But while righteous indignation has been voiced on both the left and the right (talkback radio host Alan Jones is one proponent), there has been little or no effort to spell out exactly how this could be addressed, and exactly how much it could save.

Until now, that is.

On Thursday, the Australian Greens became the first group to lay out a detailed policy aimed at clawing back some of that $30 billion.

A progressive tax

The Greens argue that, rather than charge all superannuation contributions a flat tax rate of 15 per cent regardless of income, as is now the case, super should be taxed progressively.

They say their policy would save the government $10 billion over the forward estimates, something which all sides of politics would welcome.

Greens leader Christine Milne said: “Superannuation in Australia has become a tax haven for the wealthy. It should be a way of delivering a comfortable retirement for everyone.

“The superannuation system is being rorted by the mega rich, who can drastically reduce their tax by funnelling money into super that would normally be taxed at the highest marginal rate.

“The super wealthy in Australia are avoiding hundreds of thousands in tax using these superannuation loopholes.
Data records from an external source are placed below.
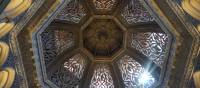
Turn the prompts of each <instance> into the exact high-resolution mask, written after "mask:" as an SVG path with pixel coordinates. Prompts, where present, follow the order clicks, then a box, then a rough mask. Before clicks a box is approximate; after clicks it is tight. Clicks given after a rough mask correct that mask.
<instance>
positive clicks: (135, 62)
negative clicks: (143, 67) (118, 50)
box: [117, 55, 155, 88]
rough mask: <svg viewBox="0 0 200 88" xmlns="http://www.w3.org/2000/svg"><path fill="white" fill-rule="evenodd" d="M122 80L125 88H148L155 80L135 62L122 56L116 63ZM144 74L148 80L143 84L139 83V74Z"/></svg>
mask: <svg viewBox="0 0 200 88" xmlns="http://www.w3.org/2000/svg"><path fill="white" fill-rule="evenodd" d="M117 65H118V67H119V70H120V73H121V76H122V79H123V81H124V85H125V88H150V87H151V86H152V85H153V84H154V83H155V79H154V78H153V76H152V75H151V74H150V73H148V72H146V71H145V69H144V68H143V67H142V65H140V64H139V63H138V62H137V61H135V60H134V59H133V58H132V57H130V56H128V55H124V56H123V57H121V58H120V60H118V61H117ZM143 73H146V75H147V76H148V80H147V81H146V82H145V83H141V82H140V80H144V79H140V78H142V77H141V76H142V75H141V74H143Z"/></svg>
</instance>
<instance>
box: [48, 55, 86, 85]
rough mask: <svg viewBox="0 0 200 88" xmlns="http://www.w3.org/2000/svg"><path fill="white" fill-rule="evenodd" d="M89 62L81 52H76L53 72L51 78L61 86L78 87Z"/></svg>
mask: <svg viewBox="0 0 200 88" xmlns="http://www.w3.org/2000/svg"><path fill="white" fill-rule="evenodd" d="M87 64H88V62H87V61H86V59H85V58H84V57H83V56H82V55H81V54H76V55H74V56H72V57H71V58H69V59H68V60H67V61H66V62H65V63H64V64H63V65H61V66H60V67H59V68H58V69H57V70H56V71H55V72H52V73H51V75H50V76H49V77H50V78H49V79H50V80H51V81H52V82H53V83H55V84H56V85H57V86H58V87H60V88H78V87H79V83H80V81H81V78H82V76H83V73H84V70H85V68H86V65H87Z"/></svg>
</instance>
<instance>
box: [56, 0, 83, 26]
mask: <svg viewBox="0 0 200 88" xmlns="http://www.w3.org/2000/svg"><path fill="white" fill-rule="evenodd" d="M85 15H86V10H85V9H84V8H83V5H81V3H80V1H79V0H71V1H70V2H69V3H68V4H67V5H66V6H65V7H64V8H63V9H62V10H61V11H60V13H59V14H58V15H57V16H56V18H55V19H58V20H66V21H70V22H74V23H79V21H80V20H81V19H82V18H83V17H84V16H85Z"/></svg>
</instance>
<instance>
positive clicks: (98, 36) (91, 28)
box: [83, 19, 123, 56]
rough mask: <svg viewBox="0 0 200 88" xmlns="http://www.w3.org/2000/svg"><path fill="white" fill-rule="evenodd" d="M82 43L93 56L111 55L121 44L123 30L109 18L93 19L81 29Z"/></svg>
mask: <svg viewBox="0 0 200 88" xmlns="http://www.w3.org/2000/svg"><path fill="white" fill-rule="evenodd" d="M83 44H84V47H85V48H86V49H87V50H89V51H90V52H91V53H92V54H93V55H94V56H112V55H113V54H114V53H116V52H117V51H118V50H119V49H120V48H122V44H123V31H122V29H121V28H120V27H119V26H118V25H116V23H115V22H114V21H113V20H111V19H94V20H93V21H92V23H90V24H89V25H88V26H87V27H86V29H85V30H84V31H83Z"/></svg>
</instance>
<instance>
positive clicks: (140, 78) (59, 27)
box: [37, 0, 171, 88]
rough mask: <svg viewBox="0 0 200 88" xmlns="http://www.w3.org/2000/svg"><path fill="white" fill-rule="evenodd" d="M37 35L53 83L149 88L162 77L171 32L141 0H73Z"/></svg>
mask: <svg viewBox="0 0 200 88" xmlns="http://www.w3.org/2000/svg"><path fill="white" fill-rule="evenodd" d="M120 3H121V4H120ZM91 8H92V9H91ZM117 8H121V9H122V10H118V9H117ZM37 35H38V37H37V42H41V44H40V43H39V44H38V45H39V47H42V48H40V51H41V53H40V57H41V58H42V59H41V60H42V61H41V63H45V66H44V67H45V68H46V71H45V72H46V73H44V74H46V75H47V78H46V80H49V81H46V83H47V85H49V86H50V87H59V88H77V87H86V88H115V87H120V88H121V87H124V88H138V87H141V86H143V87H145V88H150V87H156V86H159V85H161V81H162V80H163V79H164V77H163V75H164V74H163V73H164V72H165V71H166V69H165V68H166V62H167V61H168V58H167V55H168V51H167V50H168V49H169V47H168V46H170V41H171V40H170V37H169V36H170V34H169V33H165V32H164V31H162V29H161V28H160V27H159V25H158V24H157V23H156V22H155V19H154V18H153V17H152V16H151V15H150V13H149V12H148V11H147V10H146V9H145V8H144V7H143V5H142V4H141V3H140V2H139V1H138V0H130V1H120V0H91V1H90V2H81V1H78V0H73V1H71V2H69V3H68V4H66V5H65V7H63V9H62V10H61V11H60V12H59V13H58V15H57V16H56V18H55V20H54V21H53V22H51V24H50V25H49V26H48V27H47V28H46V29H44V30H40V31H39V32H38V33H37ZM143 74H145V76H146V77H147V78H145V79H147V80H146V82H141V81H142V79H141V77H142V76H143Z"/></svg>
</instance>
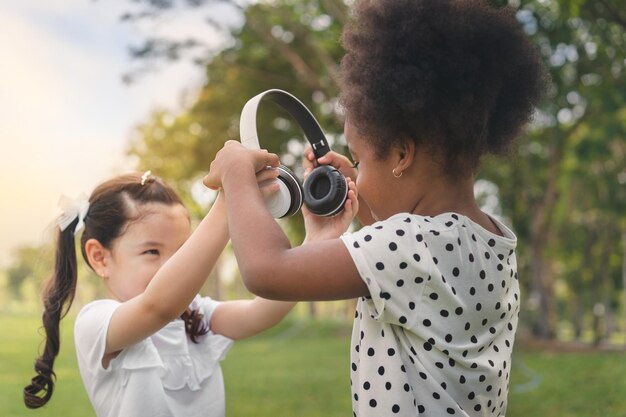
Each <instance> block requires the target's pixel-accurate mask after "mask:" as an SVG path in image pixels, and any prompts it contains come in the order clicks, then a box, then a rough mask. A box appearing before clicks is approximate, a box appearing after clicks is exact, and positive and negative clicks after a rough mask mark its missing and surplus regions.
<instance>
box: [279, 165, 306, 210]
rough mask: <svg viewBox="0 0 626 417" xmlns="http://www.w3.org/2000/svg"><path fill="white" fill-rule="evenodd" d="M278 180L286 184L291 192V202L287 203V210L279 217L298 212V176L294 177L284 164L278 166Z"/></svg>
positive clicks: (301, 185)
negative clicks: (284, 212) (288, 204)
mask: <svg viewBox="0 0 626 417" xmlns="http://www.w3.org/2000/svg"><path fill="white" fill-rule="evenodd" d="M278 180H279V181H282V182H283V183H284V184H285V185H286V186H287V189H288V190H289V193H290V194H291V204H289V210H287V212H286V213H285V214H284V215H283V216H281V218H283V217H289V216H293V215H294V214H296V213H297V212H298V210H300V207H302V200H303V199H302V185H301V184H300V180H298V177H296V176H295V174H294V173H293V172H292V171H291V170H290V169H289V168H287V167H286V166H284V165H280V166H279V167H278Z"/></svg>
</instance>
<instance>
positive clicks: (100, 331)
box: [74, 300, 120, 377]
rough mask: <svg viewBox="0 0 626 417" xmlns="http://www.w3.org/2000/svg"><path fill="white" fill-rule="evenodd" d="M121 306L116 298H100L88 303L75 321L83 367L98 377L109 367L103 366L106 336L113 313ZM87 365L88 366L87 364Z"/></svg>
mask: <svg viewBox="0 0 626 417" xmlns="http://www.w3.org/2000/svg"><path fill="white" fill-rule="evenodd" d="M119 306H120V303H119V302H117V301H115V300H98V301H94V302H92V303H89V304H87V305H86V306H85V307H83V309H82V310H81V311H80V313H79V314H78V317H76V322H75V323H74V343H75V345H76V355H77V357H78V361H79V364H81V365H83V366H82V368H83V369H85V370H86V371H87V372H89V373H91V374H92V376H94V377H96V376H98V374H100V373H102V372H107V369H105V368H103V367H102V357H103V356H104V351H105V349H106V338H107V331H108V328H109V323H110V322H111V317H112V316H113V313H114V312H115V310H116V309H117V307H119ZM85 365H86V366H85Z"/></svg>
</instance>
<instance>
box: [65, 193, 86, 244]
mask: <svg viewBox="0 0 626 417" xmlns="http://www.w3.org/2000/svg"><path fill="white" fill-rule="evenodd" d="M59 207H60V208H61V215H60V216H59V219H58V220H57V224H58V225H59V229H61V231H64V230H65V229H67V226H69V225H70V223H72V222H73V221H74V220H75V219H76V218H78V223H77V224H76V228H75V229H74V236H76V234H77V233H78V232H80V231H81V230H82V228H83V227H84V226H85V216H86V215H87V210H89V199H88V198H87V196H86V195H85V194H81V195H79V196H78V197H77V198H70V197H68V196H66V195H62V196H61V198H59Z"/></svg>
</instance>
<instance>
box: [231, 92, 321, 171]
mask: <svg viewBox="0 0 626 417" xmlns="http://www.w3.org/2000/svg"><path fill="white" fill-rule="evenodd" d="M264 99H266V100H270V101H273V102H274V103H276V104H278V105H279V106H280V107H282V108H283V109H285V110H287V112H288V113H289V114H290V115H291V117H293V118H294V119H295V121H296V122H297V123H298V125H299V126H300V128H302V131H303V132H304V136H305V137H306V139H307V140H308V141H309V143H310V144H311V146H312V147H313V153H314V154H315V158H316V159H317V158H321V157H322V156H324V155H325V154H326V153H327V152H329V151H330V146H329V145H328V141H327V140H326V136H325V135H324V131H322V128H321V127H320V125H319V123H318V122H317V120H316V119H315V117H314V116H313V114H312V113H311V111H310V110H309V109H308V108H307V107H306V106H305V105H304V104H302V102H301V101H300V100H298V99H297V98H296V97H295V96H293V95H291V94H289V93H288V92H286V91H283V90H278V89H272V90H266V91H264V92H262V93H260V94H257V95H256V96H254V97H252V98H251V99H250V100H248V102H247V103H246V104H245V106H244V107H243V110H242V111H241V117H240V119H239V135H240V138H241V143H242V144H243V145H244V146H245V147H247V148H251V149H260V148H261V146H260V145H259V138H258V135H257V129H256V115H257V110H258V108H259V104H260V102H261V100H264Z"/></svg>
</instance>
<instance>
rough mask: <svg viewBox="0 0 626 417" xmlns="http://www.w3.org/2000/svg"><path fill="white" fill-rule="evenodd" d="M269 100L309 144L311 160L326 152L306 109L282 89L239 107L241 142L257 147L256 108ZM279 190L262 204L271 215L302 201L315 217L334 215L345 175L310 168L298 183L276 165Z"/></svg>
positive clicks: (269, 197) (322, 155) (249, 100)
mask: <svg viewBox="0 0 626 417" xmlns="http://www.w3.org/2000/svg"><path fill="white" fill-rule="evenodd" d="M264 99H266V100H270V101H273V102H274V103H276V104H278V105H279V106H281V107H282V108H284V109H285V110H287V112H289V114H290V115H291V116H292V117H293V118H294V119H295V121H296V122H297V123H298V125H299V126H300V128H302V131H303V132H304V135H305V136H306V138H307V140H308V141H309V143H310V144H311V146H312V147H313V153H314V154H315V159H319V158H321V157H322V156H323V155H325V154H326V153H328V152H329V151H330V146H329V145H328V142H327V140H326V136H325V135H324V132H323V131H322V128H321V127H320V125H319V123H318V122H317V120H316V119H315V117H314V116H313V114H311V112H310V111H309V109H308V108H307V107H306V106H305V105H304V104H302V102H300V100H298V99H297V98H296V97H294V96H293V95H291V94H289V93H287V92H286V91H283V90H276V89H273V90H267V91H264V92H262V93H260V94H258V95H256V96H254V97H252V98H251V99H250V100H248V102H247V103H246V104H245V106H244V107H243V110H242V111H241V118H240V119H239V132H240V135H241V143H242V144H243V145H244V146H245V147H247V148H251V149H260V148H261V147H260V146H259V138H258V136H257V129H256V115H257V109H258V107H259V104H260V102H261V100H264ZM278 170H279V174H278V180H277V181H278V182H279V186H280V190H279V192H277V193H274V194H273V195H272V196H270V197H269V198H268V199H266V201H265V203H266V205H267V208H268V209H269V211H270V213H271V214H272V216H274V218H275V219H280V218H283V217H287V216H292V215H294V214H295V213H297V212H298V210H299V209H300V207H301V206H302V202H303V200H304V204H305V205H306V206H307V208H308V209H309V211H310V212H311V213H313V214H316V215H318V216H334V215H335V214H338V213H340V212H341V210H343V206H344V204H345V202H346V199H347V197H348V183H347V181H346V178H345V177H344V176H343V174H341V173H340V172H339V171H338V170H337V169H336V168H333V167H332V166H330V165H320V166H318V167H316V168H314V169H313V170H312V171H311V173H310V174H309V175H308V176H307V177H306V179H305V180H304V184H301V182H300V180H299V179H298V178H297V177H296V176H295V174H294V173H293V172H292V171H291V170H290V169H289V168H287V167H286V166H283V165H281V166H279V167H278Z"/></svg>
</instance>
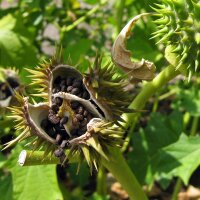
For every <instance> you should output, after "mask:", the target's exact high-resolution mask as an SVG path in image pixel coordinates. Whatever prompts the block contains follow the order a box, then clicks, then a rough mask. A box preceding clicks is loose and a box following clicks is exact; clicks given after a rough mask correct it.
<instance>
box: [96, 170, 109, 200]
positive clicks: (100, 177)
mask: <svg viewBox="0 0 200 200" xmlns="http://www.w3.org/2000/svg"><path fill="white" fill-rule="evenodd" d="M97 193H98V194H99V195H101V196H105V195H106V194H107V185H106V174H105V168H104V167H103V166H101V167H100V168H99V169H98V175H97Z"/></svg>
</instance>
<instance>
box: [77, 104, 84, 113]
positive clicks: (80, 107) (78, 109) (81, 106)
mask: <svg viewBox="0 0 200 200" xmlns="http://www.w3.org/2000/svg"><path fill="white" fill-rule="evenodd" d="M83 112H84V108H83V106H79V107H78V108H77V109H76V113H78V114H83Z"/></svg>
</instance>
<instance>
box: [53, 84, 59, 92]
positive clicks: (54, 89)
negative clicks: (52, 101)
mask: <svg viewBox="0 0 200 200" xmlns="http://www.w3.org/2000/svg"><path fill="white" fill-rule="evenodd" d="M52 92H53V93H57V92H60V86H56V87H54V88H53V91H52Z"/></svg>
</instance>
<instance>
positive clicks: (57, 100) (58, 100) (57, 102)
mask: <svg viewBox="0 0 200 200" xmlns="http://www.w3.org/2000/svg"><path fill="white" fill-rule="evenodd" d="M62 102H63V99H62V98H60V97H56V98H55V103H56V104H57V105H58V106H61V105H62Z"/></svg>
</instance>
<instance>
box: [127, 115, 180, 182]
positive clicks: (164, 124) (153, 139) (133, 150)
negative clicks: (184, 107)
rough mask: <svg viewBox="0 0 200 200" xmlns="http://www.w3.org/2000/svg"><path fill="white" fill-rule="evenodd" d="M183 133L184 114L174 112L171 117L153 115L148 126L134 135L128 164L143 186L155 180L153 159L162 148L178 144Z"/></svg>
mask: <svg viewBox="0 0 200 200" xmlns="http://www.w3.org/2000/svg"><path fill="white" fill-rule="evenodd" d="M182 131H183V122H182V114H181V113H180V112H177V111H174V112H173V113H171V114H170V115H169V116H164V115H161V114H159V113H152V114H151V117H150V120H149V123H148V126H147V127H146V128H145V129H140V131H139V133H134V134H133V140H132V141H133V152H130V153H128V162H129V165H130V167H131V168H132V169H133V171H134V173H135V175H136V177H137V178H138V180H139V181H140V182H141V183H142V184H144V183H148V184H150V183H152V182H153V181H154V180H155V177H153V173H152V170H151V168H152V166H151V165H152V163H151V160H152V158H153V157H154V156H155V154H156V153H157V152H158V151H159V150H160V149H161V148H163V147H165V146H167V145H169V144H172V143H174V142H176V141H177V140H178V138H179V136H180V134H181V133H182Z"/></svg>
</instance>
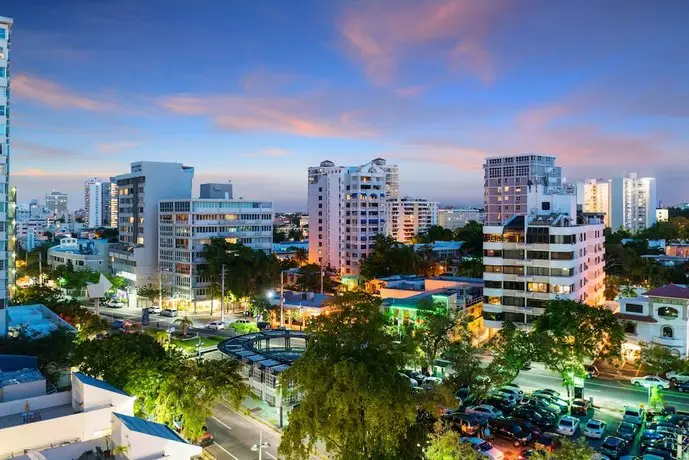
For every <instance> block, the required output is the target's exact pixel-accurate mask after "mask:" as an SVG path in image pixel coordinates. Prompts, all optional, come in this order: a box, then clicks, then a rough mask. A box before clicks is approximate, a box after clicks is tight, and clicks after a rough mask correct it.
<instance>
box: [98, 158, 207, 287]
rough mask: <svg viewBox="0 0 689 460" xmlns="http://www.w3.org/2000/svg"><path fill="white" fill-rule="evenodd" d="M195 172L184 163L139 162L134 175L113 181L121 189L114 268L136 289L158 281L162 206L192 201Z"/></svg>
mask: <svg viewBox="0 0 689 460" xmlns="http://www.w3.org/2000/svg"><path fill="white" fill-rule="evenodd" d="M193 178H194V168H192V167H189V166H184V165H182V164H181V163H166V162H156V161H138V162H136V163H132V164H131V171H130V172H129V173H126V174H120V175H119V176H115V177H112V178H110V180H111V182H112V183H114V184H116V185H117V190H118V200H117V207H118V210H117V214H118V217H117V218H118V225H117V228H118V231H119V244H117V245H113V246H112V247H111V248H110V266H111V268H112V271H113V273H115V274H117V275H120V276H122V277H124V278H126V279H127V280H129V282H130V283H131V284H133V285H135V286H142V285H145V284H148V283H155V282H157V281H158V203H159V202H160V201H161V200H170V199H177V198H179V199H191V186H192V179H193Z"/></svg>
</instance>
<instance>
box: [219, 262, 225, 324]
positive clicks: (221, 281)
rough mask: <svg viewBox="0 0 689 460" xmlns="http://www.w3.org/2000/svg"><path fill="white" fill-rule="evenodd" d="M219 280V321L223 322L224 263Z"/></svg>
mask: <svg viewBox="0 0 689 460" xmlns="http://www.w3.org/2000/svg"><path fill="white" fill-rule="evenodd" d="M220 275H221V281H220V321H221V322H223V323H224V322H225V264H223V266H222V272H221V274H220Z"/></svg>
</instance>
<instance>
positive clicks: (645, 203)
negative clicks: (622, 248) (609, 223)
mask: <svg viewBox="0 0 689 460" xmlns="http://www.w3.org/2000/svg"><path fill="white" fill-rule="evenodd" d="M611 195H612V205H611V207H612V220H611V225H612V229H613V230H619V229H620V228H624V229H626V230H629V231H630V232H632V233H636V232H640V231H642V230H645V229H647V228H649V227H652V226H653V225H654V224H655V223H656V207H657V204H658V203H657V199H656V180H655V178H653V177H638V175H637V174H636V173H629V174H627V175H625V176H623V177H618V178H615V179H613V180H612V194H611Z"/></svg>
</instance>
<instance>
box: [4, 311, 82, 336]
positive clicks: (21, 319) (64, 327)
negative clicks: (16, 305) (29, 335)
mask: <svg viewBox="0 0 689 460" xmlns="http://www.w3.org/2000/svg"><path fill="white" fill-rule="evenodd" d="M7 317H8V330H12V329H20V328H22V327H25V328H26V331H27V333H28V334H29V335H30V336H38V337H41V336H44V335H48V334H50V333H51V332H53V331H54V330H56V329H58V328H65V329H67V330H70V331H73V332H74V331H76V330H75V329H74V327H72V326H71V325H70V324H69V323H67V322H66V321H64V320H63V319H62V318H60V317H59V316H57V315H56V314H55V313H53V312H52V311H50V310H49V309H48V308H46V307H45V306H44V305H41V304H35V305H17V306H13V307H9V308H7Z"/></svg>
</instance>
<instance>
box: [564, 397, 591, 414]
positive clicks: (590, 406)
mask: <svg viewBox="0 0 689 460" xmlns="http://www.w3.org/2000/svg"><path fill="white" fill-rule="evenodd" d="M590 408H591V403H590V402H589V401H588V399H575V400H574V401H572V405H571V406H570V408H569V411H570V413H571V414H572V415H587V414H588V413H589V409H590Z"/></svg>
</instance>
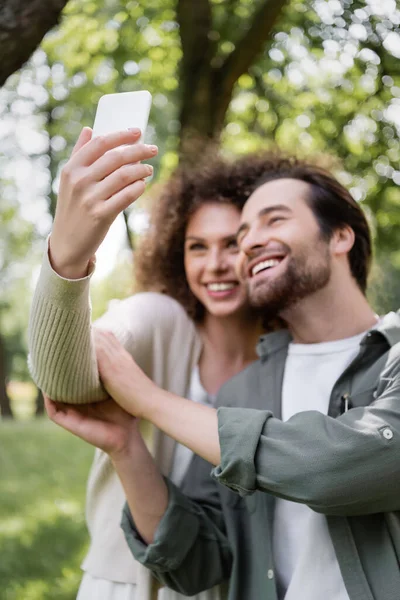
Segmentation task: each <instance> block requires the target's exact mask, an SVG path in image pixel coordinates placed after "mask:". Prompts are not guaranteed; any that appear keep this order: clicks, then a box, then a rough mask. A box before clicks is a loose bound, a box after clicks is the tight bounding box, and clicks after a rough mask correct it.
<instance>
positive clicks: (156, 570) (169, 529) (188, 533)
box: [121, 479, 199, 573]
mask: <svg viewBox="0 0 400 600" xmlns="http://www.w3.org/2000/svg"><path fill="white" fill-rule="evenodd" d="M166 483H167V486H168V494H169V503H168V508H167V510H166V512H165V514H164V516H163V518H162V520H161V521H160V523H159V525H158V528H157V531H156V533H155V536H154V542H153V543H152V544H149V545H147V544H146V543H145V542H144V541H143V540H142V538H141V537H140V535H139V533H138V531H137V529H136V526H135V523H134V520H133V517H132V514H131V512H130V510H129V507H128V505H127V504H125V507H124V510H123V514H122V521H121V527H122V529H123V531H124V534H125V538H126V541H127V542H128V546H129V548H130V550H131V552H132V554H133V555H134V557H135V558H136V559H137V560H138V561H139V562H140V563H142V564H143V565H144V566H145V567H147V568H149V569H151V570H152V571H158V572H160V573H162V572H166V571H172V570H175V569H177V568H178V567H179V566H180V565H181V563H182V562H183V561H184V560H185V558H186V556H187V554H188V553H189V551H190V549H191V547H192V546H193V544H194V543H195V541H196V538H197V535H198V532H199V520H198V515H196V514H195V512H194V511H193V506H192V503H191V502H190V500H189V499H187V498H186V496H184V495H183V494H182V493H181V492H180V491H179V490H178V488H176V487H175V486H174V484H173V483H171V482H170V481H169V480H168V479H166Z"/></svg>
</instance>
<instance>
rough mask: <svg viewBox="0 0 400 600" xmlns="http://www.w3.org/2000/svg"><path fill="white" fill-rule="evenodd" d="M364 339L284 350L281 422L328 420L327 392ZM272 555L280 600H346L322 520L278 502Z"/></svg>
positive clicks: (340, 340)
mask: <svg viewBox="0 0 400 600" xmlns="http://www.w3.org/2000/svg"><path fill="white" fill-rule="evenodd" d="M364 335H365V333H362V334H360V335H357V336H354V337H351V338H347V339H344V340H337V341H334V342H324V343H321V344H295V343H291V344H290V345H289V352H288V357H287V360H286V365H285V373H284V379H283V389H282V420H283V421H287V420H288V419H290V418H291V417H292V416H293V415H295V414H296V413H299V412H302V411H307V410H318V411H319V412H321V413H324V414H327V412H328V407H329V400H330V396H331V392H332V388H333V386H334V384H335V383H336V381H337V379H338V378H339V376H340V375H341V374H342V373H343V371H344V370H345V369H346V367H347V366H348V365H349V364H350V363H351V361H352V360H353V359H354V358H355V357H356V356H357V354H358V352H359V345H360V341H361V340H362V338H363V337H364ZM273 550H274V561H275V568H276V575H277V581H278V585H279V589H280V590H282V593H281V598H284V600H299V598H301V600H321V598H323V599H324V600H349V596H348V594H347V592H346V589H345V586H344V583H343V578H342V575H341V573H340V569H339V565H338V562H337V559H336V555H335V551H334V548H333V544H332V541H331V538H330V535H329V531H328V526H327V521H326V518H325V516H324V515H321V514H318V513H316V512H314V511H313V510H311V509H310V508H308V506H306V505H305V504H298V503H297V502H290V501H288V500H282V499H277V501H276V508H275V517H274V527H273Z"/></svg>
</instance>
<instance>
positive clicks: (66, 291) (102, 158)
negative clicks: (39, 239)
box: [28, 129, 156, 404]
mask: <svg viewBox="0 0 400 600" xmlns="http://www.w3.org/2000/svg"><path fill="white" fill-rule="evenodd" d="M137 137H138V134H136V133H134V132H128V131H127V132H120V133H116V134H110V135H108V136H104V137H99V138H96V139H93V140H91V139H90V138H91V131H90V130H89V129H84V130H83V132H82V134H81V136H80V138H79V140H78V143H77V145H76V147H75V149H74V151H73V154H72V156H71V158H70V160H69V161H68V163H67V165H66V166H65V167H64V169H63V172H62V176H61V184H60V192H59V196H58V202H57V210H56V216H55V219H54V226H53V231H52V234H51V237H50V241H49V251H48V252H46V254H45V257H44V261H43V265H42V270H41V274H40V277H39V281H38V284H37V287H36V291H35V294H34V299H33V302H32V308H31V313H30V323H29V334H28V339H29V366H30V370H31V374H32V377H33V379H34V380H35V382H36V383H37V385H38V386H39V387H40V388H42V389H43V390H44V391H45V392H46V393H48V394H49V395H50V396H51V397H52V398H53V399H54V400H60V401H65V402H71V403H76V404H80V403H81V404H82V403H87V402H93V401H97V400H102V399H105V398H106V397H107V394H106V393H105V391H104V389H103V388H102V386H101V383H100V380H99V376H98V370H97V365H96V356H95V350H94V346H93V341H92V336H91V325H90V321H91V310H90V301H89V279H90V277H89V276H88V273H89V271H90V270H91V266H90V264H91V259H92V257H93V256H94V254H95V252H96V250H97V248H98V246H99V245H100V243H101V241H102V240H103V239H104V236H105V235H106V233H107V231H108V229H109V227H110V225H111V223H112V222H113V221H114V219H115V218H116V216H117V215H118V214H119V212H121V210H123V209H124V208H125V207H126V206H128V205H129V204H131V203H132V202H133V201H135V200H136V199H137V198H138V197H139V196H140V194H141V193H142V192H143V190H144V185H145V184H144V181H143V177H146V175H149V174H150V167H149V166H147V165H141V164H140V163H138V164H136V165H132V164H131V163H133V162H137V161H140V160H144V159H146V158H151V157H153V156H154V155H155V154H156V149H155V147H151V146H144V145H141V144H133V142H135V141H136V140H137ZM125 144H128V145H127V146H124V148H123V149H122V148H118V147H119V146H121V145H125ZM115 316H116V317H118V318H116V319H115V323H114V321H113V322H112V327H111V330H112V331H114V333H115V334H116V335H117V337H118V339H120V341H121V342H123V343H125V340H124V338H123V336H122V332H123V331H124V326H123V323H122V320H123V316H124V315H119V314H118V312H117V311H116V312H115ZM126 327H127V326H126V323H125V329H126Z"/></svg>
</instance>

It’s people on lower incomes that shoulder the burden.”

Who wins, who loses?

The first thing to note about this tax is that, for the vast majority of Australians who earn between $50,000 and $100,000 a year, nothing would change.

Only those who earn more than $100,000 a year would be worse off. Those who earn under $50,000, meanwhile, would be significantly better off.

Interestingly, those who earn more than $300,000 would be either no worse off than before, or a little bit worse off. That’s because those on $300,000-plus salaries already pay 30 per cent on their compulsory super contributions.

We applied the Greens’ policy to six different annual incomes to see exactly how it would change things. This is what we found:



So what are its chances of getting up?

The Greens’ policy is a clear exercise in wealth distribution. As such it is unlikely to appeal to a Coalition government.

On the other hand, its budget-saving features will certainly appeal to a government that has made “repairing the budget” its number one priority.

When asked about the policy on Thursday, Treasurer Joe Hockey was guarded, opting to attack an unrelated Greens policy rather than address the issue.

“The Greens are obviously welcome to put forward proposals,” Mr Hockey told ABC Radio National.

“I mean, it’s very hard … to take them seriously when they’re the only Green Party in the world that actually votes against an increase in fuel excise.”

Mr Hockey’s avoidance of the question is telling.